Je me souviens de ce soir paisible où Pavka, affamé, confiant, vint près de l’écuelle vide qu’il piqua du bec… Il la piqua longtemps. La faim apprivoise ; chacun maintenant le sait ; on s’apaise. Ainsi fit le paon…

Il s’approcha tout près, tout près, me regardant, l’air interrogateur :

– Ne me donneras-tu rien ?

Pauvre Pavka… Mon tabac !… D’excellent tabac de Lambat !… Sans penser à rien, je le saisis sauvagement, retrouvant tout d’un coup en moi l’adresse de mes lointains ancêtres, les chasseurs de fauves. Le paon, effrayé, poussa désespérément un cri de trompette. Je me laissai tomber sur lui de tout mon corps, et soudain ressentis de l’épouvante en présence de ce magnifique oiseau aux plumes ocellées, et de sa danse exaspérée devant la mort, et de ses cris lugubres, emplissant l’espace.
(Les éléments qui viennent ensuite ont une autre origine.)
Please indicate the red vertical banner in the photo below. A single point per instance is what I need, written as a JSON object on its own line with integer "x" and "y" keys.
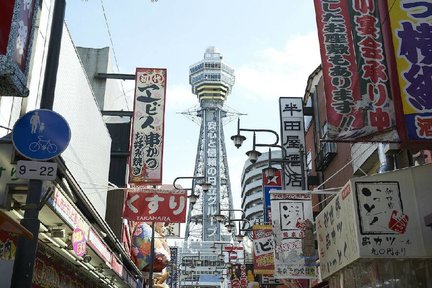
{"x": 263, "y": 249}
{"x": 147, "y": 137}
{"x": 21, "y": 39}
{"x": 356, "y": 82}
{"x": 17, "y": 22}
{"x": 6, "y": 13}
{"x": 341, "y": 79}
{"x": 408, "y": 41}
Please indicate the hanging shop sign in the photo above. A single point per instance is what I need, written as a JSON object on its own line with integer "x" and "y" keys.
{"x": 292, "y": 139}
{"x": 290, "y": 210}
{"x": 147, "y": 136}
{"x": 96, "y": 243}
{"x": 155, "y": 205}
{"x": 378, "y": 216}
{"x": 412, "y": 64}
{"x": 116, "y": 265}
{"x": 8, "y": 173}
{"x": 173, "y": 279}
{"x": 356, "y": 80}
{"x": 270, "y": 183}
{"x": 263, "y": 249}
{"x": 67, "y": 211}
{"x": 210, "y": 199}
{"x": 79, "y": 242}
{"x": 17, "y": 24}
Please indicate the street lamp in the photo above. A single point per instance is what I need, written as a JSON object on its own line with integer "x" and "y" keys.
{"x": 254, "y": 154}
{"x": 239, "y": 236}
{"x": 238, "y": 139}
{"x": 193, "y": 198}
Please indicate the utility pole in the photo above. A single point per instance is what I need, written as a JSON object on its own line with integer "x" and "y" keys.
{"x": 26, "y": 249}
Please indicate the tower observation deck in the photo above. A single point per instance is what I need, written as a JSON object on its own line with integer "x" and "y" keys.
{"x": 212, "y": 82}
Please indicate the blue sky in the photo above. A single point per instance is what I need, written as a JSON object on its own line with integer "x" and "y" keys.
{"x": 271, "y": 44}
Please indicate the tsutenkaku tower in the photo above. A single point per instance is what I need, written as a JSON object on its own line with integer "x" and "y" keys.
{"x": 212, "y": 81}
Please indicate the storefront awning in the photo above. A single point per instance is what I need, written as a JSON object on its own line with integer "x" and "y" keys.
{"x": 8, "y": 224}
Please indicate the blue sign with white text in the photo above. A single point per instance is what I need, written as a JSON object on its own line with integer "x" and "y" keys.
{"x": 41, "y": 134}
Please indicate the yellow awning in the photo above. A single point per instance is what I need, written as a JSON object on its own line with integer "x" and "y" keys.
{"x": 8, "y": 224}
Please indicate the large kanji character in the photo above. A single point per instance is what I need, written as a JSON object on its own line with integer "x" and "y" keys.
{"x": 367, "y": 25}
{"x": 177, "y": 205}
{"x": 419, "y": 78}
{"x": 424, "y": 126}
{"x": 414, "y": 40}
{"x": 380, "y": 119}
{"x": 426, "y": 4}
{"x": 153, "y": 203}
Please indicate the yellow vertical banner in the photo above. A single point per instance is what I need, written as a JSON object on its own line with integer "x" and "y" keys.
{"x": 411, "y": 25}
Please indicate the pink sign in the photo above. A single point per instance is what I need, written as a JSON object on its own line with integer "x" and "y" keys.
{"x": 79, "y": 242}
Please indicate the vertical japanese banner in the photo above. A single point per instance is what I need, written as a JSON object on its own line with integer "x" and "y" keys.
{"x": 376, "y": 103}
{"x": 292, "y": 139}
{"x": 146, "y": 149}
{"x": 17, "y": 22}
{"x": 274, "y": 183}
{"x": 411, "y": 25}
{"x": 173, "y": 279}
{"x": 337, "y": 233}
{"x": 263, "y": 249}
{"x": 211, "y": 228}
{"x": 356, "y": 82}
{"x": 290, "y": 210}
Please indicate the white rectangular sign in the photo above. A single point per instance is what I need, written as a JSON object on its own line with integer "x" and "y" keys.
{"x": 292, "y": 139}
{"x": 337, "y": 233}
{"x": 290, "y": 210}
{"x": 378, "y": 216}
{"x": 36, "y": 170}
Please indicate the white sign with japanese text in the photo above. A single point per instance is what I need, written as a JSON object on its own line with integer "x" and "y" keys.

Je sentis tout à coup qu’il y avait en lui quelque chose de fatal qui s’attachait à moi… Je pressai son soyeux col bleu, sinueux, glissant son col serpentin. Il luttait, me déchirait la poitrine de ses griffes, battait des ailes. Bien qu’affamé il était encore fort… Puis il roula ses yeux, les voila d’une pellicule blanche… Alors je le laissai. Il resta couché sur le côté, respirant à peine, et son cou frémissait. Je restai près de lui, terrifié… je tremblais… Les assassins doivent trembler ainsi.

Je ne l’avais pas tué, Dieu merci ! Je caressai sa tête de peluche, son aigrette, son col de satin. Je lui jetai de l’eau ; j’écoutai son cœur… Pavka entr’ouvrit son petit œil, me regarda… et il eut un réflexe… Tu as raison, Pavka… il faut avoir peur de moi… Mais il était faible et ne pouvait se relever.

À présent, j’aurai honte et cela me fera mal de le regarder : qu’on l’emporte !

Une gentille fillette l’emporta… Elle n’est plus aujourd’hui de ce monde… Combien de braves gens ont disparu !… Elle dit :

– Je connais au marché un riche Tatare… Peut-être le prendra-t-il pour ses enfants.

Je vis comme on l’emportait, sa queue balayant le sol. Fini, le paon !

Non pas encore !… Il revint, retourna pour me rappeler le passé, le bon et le mauvais… Du terrain vague, il me lança encore son cri…

Pavka était resté près d’une semaine au marché dans un café, attendant qu’un riche Tatare le prît. On ne le prit pas. Des enfants tatares jouèrent avec lui ; et il revint à son terrain vague, à sa villa… Comme toujours il me saluait à l’aube de son cri du désert, triomphant, semblait-il… Et sa queue ?… Où est ta queue-éventail, ta queue-arc-en-ciel, à ocelles ?

… Eh-ou-aaa !…

Se plaint-il ? S’ennuie-t-il ?… Les enfants tatares lui ont arraché la queue. J’ai honte ; cela me fait mal à voir. Il ne me faut ni tabac, ni… rien. Sotte plaisanterie !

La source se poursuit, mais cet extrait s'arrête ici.